I'm looking for references and comments regarding the validaty of the following method for data denoising, which I found while reading a code doing analysis of some gene expression dataset. The dataset consists of columns x1, ..., xn of length m (expression levels for n genes observed in m samples). Someone with the knowledge of the dataset said that if we look at the top 10% columns with the maximum variance, we find that those columns have the maximum variance due to some artifacts (noise) in the measurement of expression level of the corresponding genes. In addition, we know that the rest 90% of columns are either not affected by any kind of noise, or are affected by some noise but to a much lesser degree than the top 10% columns.
Now, in the code that I'm examining the following method is used to remove the noise from the dataset. They calculate the principal components y1, ..., yn for variables x1, ..., xn. They took y1 (the leading principal components) and (this is my guess) assume that it mostly captures the variance caused by the artifacts described above. Then they transform the data (all n columns) using the following rule:
xi = xi - (projection of xi onto y1).
That is, from each column they remove the component that is collinear with y1, and keep the component that is orthogonal to y1.

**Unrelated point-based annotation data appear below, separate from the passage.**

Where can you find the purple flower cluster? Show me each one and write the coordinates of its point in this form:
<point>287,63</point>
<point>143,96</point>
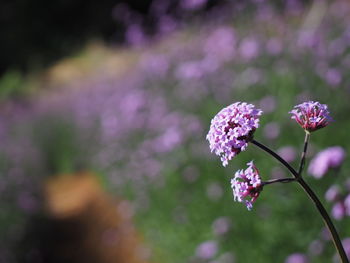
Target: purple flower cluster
<point>331,157</point>
<point>231,130</point>
<point>311,115</point>
<point>247,185</point>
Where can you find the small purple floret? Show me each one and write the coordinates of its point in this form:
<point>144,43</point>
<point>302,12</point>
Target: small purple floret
<point>311,115</point>
<point>231,130</point>
<point>246,185</point>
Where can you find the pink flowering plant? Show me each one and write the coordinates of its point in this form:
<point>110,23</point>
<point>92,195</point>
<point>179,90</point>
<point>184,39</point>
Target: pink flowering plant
<point>232,129</point>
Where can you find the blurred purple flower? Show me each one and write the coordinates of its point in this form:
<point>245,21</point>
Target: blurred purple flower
<point>134,35</point>
<point>296,258</point>
<point>333,77</point>
<point>246,185</point>
<point>231,130</point>
<point>346,245</point>
<point>207,250</point>
<point>193,4</point>
<point>288,153</point>
<point>311,115</point>
<point>249,48</point>
<point>221,44</point>
<point>331,157</point>
<point>274,46</point>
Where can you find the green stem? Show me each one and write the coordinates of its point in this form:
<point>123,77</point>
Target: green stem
<point>280,180</point>
<point>303,155</point>
<point>326,219</point>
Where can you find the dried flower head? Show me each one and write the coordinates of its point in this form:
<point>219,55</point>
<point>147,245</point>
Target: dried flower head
<point>247,185</point>
<point>311,115</point>
<point>231,130</point>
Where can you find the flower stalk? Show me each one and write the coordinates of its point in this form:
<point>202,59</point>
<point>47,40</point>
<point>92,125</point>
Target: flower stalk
<point>326,218</point>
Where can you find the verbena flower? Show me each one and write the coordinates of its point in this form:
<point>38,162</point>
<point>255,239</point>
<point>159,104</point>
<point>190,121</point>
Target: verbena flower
<point>231,130</point>
<point>331,157</point>
<point>311,115</point>
<point>247,185</point>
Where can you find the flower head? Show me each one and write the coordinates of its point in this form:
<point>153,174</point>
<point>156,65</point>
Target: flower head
<point>231,130</point>
<point>311,115</point>
<point>247,185</point>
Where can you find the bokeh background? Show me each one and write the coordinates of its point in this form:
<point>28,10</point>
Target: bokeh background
<point>104,109</point>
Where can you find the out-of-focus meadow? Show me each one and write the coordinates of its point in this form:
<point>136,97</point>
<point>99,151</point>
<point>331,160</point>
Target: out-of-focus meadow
<point>110,141</point>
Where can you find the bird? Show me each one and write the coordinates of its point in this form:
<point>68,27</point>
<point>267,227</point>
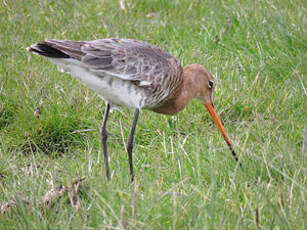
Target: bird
<point>134,74</point>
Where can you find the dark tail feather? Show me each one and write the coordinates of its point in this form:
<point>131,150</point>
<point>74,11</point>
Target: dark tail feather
<point>47,51</point>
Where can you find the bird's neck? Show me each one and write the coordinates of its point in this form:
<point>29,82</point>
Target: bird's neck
<point>179,100</point>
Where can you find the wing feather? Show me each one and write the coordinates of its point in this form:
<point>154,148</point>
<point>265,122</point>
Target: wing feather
<point>122,58</point>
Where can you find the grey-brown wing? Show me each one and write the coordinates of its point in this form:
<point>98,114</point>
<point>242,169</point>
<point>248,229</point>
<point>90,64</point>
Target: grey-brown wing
<point>123,58</point>
<point>127,59</point>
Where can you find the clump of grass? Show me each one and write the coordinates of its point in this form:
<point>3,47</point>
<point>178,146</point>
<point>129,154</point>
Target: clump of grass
<point>51,132</point>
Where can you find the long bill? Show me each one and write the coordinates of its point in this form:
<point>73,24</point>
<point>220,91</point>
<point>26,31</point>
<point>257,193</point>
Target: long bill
<point>210,108</point>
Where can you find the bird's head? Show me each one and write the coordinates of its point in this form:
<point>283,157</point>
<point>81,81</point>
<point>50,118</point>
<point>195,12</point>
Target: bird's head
<point>200,81</point>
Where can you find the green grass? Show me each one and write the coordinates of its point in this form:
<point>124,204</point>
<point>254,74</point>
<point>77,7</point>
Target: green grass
<point>186,177</point>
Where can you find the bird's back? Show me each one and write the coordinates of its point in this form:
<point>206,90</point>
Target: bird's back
<point>124,72</point>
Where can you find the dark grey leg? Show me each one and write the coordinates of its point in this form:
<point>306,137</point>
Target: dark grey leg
<point>130,141</point>
<point>104,137</point>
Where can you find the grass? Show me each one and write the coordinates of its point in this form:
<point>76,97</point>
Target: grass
<point>186,177</point>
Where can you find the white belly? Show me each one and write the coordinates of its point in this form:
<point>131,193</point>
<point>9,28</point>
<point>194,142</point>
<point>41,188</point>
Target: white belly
<point>111,89</point>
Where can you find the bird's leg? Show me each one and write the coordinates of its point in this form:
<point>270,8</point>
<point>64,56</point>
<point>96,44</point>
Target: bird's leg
<point>130,141</point>
<point>104,137</point>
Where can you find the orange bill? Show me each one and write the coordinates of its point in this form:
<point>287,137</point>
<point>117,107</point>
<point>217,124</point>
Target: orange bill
<point>210,108</point>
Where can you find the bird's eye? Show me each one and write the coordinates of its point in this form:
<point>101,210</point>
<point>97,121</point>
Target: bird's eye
<point>211,83</point>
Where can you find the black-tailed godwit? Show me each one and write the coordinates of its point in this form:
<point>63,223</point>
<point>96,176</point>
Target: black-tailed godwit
<point>135,74</point>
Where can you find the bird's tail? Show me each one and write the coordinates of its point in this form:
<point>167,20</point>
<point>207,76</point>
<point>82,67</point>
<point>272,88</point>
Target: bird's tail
<point>46,50</point>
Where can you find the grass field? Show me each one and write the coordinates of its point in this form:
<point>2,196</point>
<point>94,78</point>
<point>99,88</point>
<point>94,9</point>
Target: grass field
<point>186,177</point>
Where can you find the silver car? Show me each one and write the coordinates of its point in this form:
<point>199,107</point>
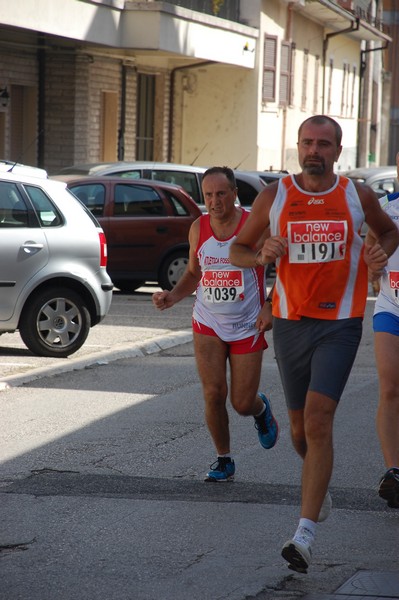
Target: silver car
<point>53,259</point>
<point>383,180</point>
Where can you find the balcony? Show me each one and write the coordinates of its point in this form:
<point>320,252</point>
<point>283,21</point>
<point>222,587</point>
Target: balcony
<point>225,9</point>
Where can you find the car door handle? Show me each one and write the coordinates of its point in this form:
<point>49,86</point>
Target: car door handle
<point>31,247</point>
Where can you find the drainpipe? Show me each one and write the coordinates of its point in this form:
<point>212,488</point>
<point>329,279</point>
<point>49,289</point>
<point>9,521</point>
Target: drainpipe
<point>122,128</point>
<point>353,27</point>
<point>41,61</point>
<point>172,98</point>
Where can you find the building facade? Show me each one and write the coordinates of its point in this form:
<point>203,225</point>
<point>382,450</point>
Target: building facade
<point>196,82</point>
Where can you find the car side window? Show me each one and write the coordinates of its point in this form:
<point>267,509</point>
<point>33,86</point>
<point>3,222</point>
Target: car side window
<point>246,192</point>
<point>383,187</point>
<point>137,201</point>
<point>188,181</point>
<point>13,210</point>
<point>178,208</point>
<point>128,174</point>
<point>46,212</point>
<point>91,195</point>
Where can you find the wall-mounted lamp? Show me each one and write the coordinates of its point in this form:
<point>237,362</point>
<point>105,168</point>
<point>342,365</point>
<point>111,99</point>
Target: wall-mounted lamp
<point>247,48</point>
<point>4,97</point>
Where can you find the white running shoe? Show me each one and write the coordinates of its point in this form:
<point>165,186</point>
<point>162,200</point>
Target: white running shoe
<point>325,508</point>
<point>297,552</point>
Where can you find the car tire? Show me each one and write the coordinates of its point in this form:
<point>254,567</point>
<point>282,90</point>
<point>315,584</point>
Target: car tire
<point>55,323</point>
<point>172,269</point>
<point>127,286</point>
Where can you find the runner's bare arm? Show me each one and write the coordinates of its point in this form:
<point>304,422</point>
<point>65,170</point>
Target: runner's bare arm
<point>383,237</point>
<point>187,284</point>
<point>246,250</point>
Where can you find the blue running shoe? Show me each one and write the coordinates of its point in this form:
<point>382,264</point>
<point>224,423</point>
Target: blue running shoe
<point>266,425</point>
<point>221,470</point>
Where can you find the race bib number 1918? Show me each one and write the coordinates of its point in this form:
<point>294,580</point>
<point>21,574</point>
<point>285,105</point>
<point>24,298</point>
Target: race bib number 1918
<point>317,241</point>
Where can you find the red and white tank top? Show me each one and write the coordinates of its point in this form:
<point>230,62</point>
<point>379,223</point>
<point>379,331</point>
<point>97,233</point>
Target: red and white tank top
<point>228,298</point>
<point>323,275</point>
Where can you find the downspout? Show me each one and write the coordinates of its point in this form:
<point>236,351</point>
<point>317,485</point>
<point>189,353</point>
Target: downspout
<point>172,98</point>
<point>363,66</point>
<point>41,61</point>
<point>122,128</point>
<point>353,27</point>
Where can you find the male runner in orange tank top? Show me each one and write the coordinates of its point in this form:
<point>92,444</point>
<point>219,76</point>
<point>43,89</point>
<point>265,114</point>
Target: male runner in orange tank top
<point>318,300</point>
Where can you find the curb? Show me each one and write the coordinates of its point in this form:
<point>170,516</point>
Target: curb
<point>141,349</point>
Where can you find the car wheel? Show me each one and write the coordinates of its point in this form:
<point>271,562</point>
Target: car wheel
<point>172,269</point>
<point>55,323</point>
<point>127,286</point>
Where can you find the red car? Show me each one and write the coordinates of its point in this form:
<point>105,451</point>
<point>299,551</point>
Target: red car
<point>146,224</point>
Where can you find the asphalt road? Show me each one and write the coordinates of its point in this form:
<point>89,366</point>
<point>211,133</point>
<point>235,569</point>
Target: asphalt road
<point>101,480</point>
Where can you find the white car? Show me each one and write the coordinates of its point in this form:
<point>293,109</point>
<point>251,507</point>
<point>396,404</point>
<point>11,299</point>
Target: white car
<point>53,259</point>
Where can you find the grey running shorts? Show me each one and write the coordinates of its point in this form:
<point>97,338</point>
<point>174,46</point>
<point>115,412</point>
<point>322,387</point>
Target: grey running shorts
<point>315,355</point>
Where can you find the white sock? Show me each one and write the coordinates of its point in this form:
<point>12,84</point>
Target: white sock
<point>307,524</point>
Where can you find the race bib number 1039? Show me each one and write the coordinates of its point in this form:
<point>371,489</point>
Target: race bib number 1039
<point>223,286</point>
<point>317,241</point>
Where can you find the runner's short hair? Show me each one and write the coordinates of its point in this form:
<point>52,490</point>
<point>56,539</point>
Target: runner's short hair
<point>322,120</point>
<point>229,173</point>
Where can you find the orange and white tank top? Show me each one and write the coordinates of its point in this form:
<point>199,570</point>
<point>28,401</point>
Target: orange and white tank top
<point>228,298</point>
<point>323,275</point>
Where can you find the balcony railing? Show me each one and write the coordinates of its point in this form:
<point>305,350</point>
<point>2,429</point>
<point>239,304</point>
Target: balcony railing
<point>360,9</point>
<point>225,9</point>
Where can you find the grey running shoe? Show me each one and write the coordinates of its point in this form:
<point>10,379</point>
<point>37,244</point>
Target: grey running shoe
<point>389,487</point>
<point>297,552</point>
<point>266,425</point>
<point>221,470</point>
<point>325,508</point>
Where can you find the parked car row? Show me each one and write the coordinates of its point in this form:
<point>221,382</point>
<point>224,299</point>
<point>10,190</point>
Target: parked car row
<point>53,260</point>
<point>383,180</point>
<point>249,183</point>
<point>146,224</point>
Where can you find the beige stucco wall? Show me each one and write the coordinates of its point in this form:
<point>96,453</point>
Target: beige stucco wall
<point>215,117</point>
<point>278,126</point>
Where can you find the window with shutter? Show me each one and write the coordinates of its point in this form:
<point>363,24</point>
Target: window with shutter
<point>269,69</point>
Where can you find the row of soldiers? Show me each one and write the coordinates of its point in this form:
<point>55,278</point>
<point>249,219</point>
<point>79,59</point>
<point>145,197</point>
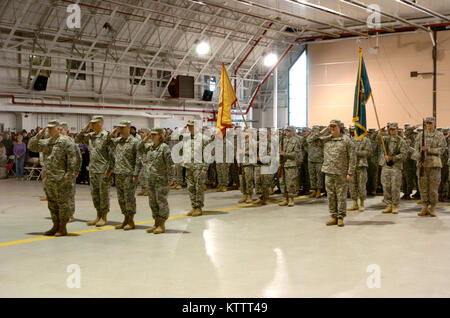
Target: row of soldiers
<point>125,156</point>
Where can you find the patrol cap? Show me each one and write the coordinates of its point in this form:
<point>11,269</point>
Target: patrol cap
<point>53,123</point>
<point>157,130</point>
<point>96,119</point>
<point>335,122</point>
<point>392,126</point>
<point>124,123</point>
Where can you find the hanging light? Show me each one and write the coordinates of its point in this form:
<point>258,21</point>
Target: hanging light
<point>202,48</point>
<point>270,59</point>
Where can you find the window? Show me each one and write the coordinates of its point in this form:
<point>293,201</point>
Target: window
<point>298,92</point>
<point>163,77</point>
<point>75,65</point>
<point>136,75</point>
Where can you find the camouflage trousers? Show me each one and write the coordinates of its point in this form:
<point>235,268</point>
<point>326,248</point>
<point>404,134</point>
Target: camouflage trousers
<point>58,195</point>
<point>158,191</point>
<point>222,173</point>
<point>391,180</point>
<point>358,184</point>
<point>126,189</point>
<point>336,186</point>
<point>266,181</point>
<point>195,181</point>
<point>258,179</point>
<point>315,175</point>
<point>429,185</point>
<point>178,173</point>
<point>289,181</point>
<point>246,179</point>
<point>100,185</point>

Can anybody please provide any references for this method or comment on its applicability in this case?
You might want to look at approaches like ComBat and SVA to remove biases in a statistically-controlled way. Alternatively, you could model the "noise" as a covariate in a linear model. Knowledge of the experimental design will be important to know to what extent the "noise" would be expected to affect results.
I agree, look at SVA, it does basically what (I think) you're describing except on the residuals of the model that you specify. Some have shown ComBat or PEER to do a better job at batch removal, so you could have a look at those as well.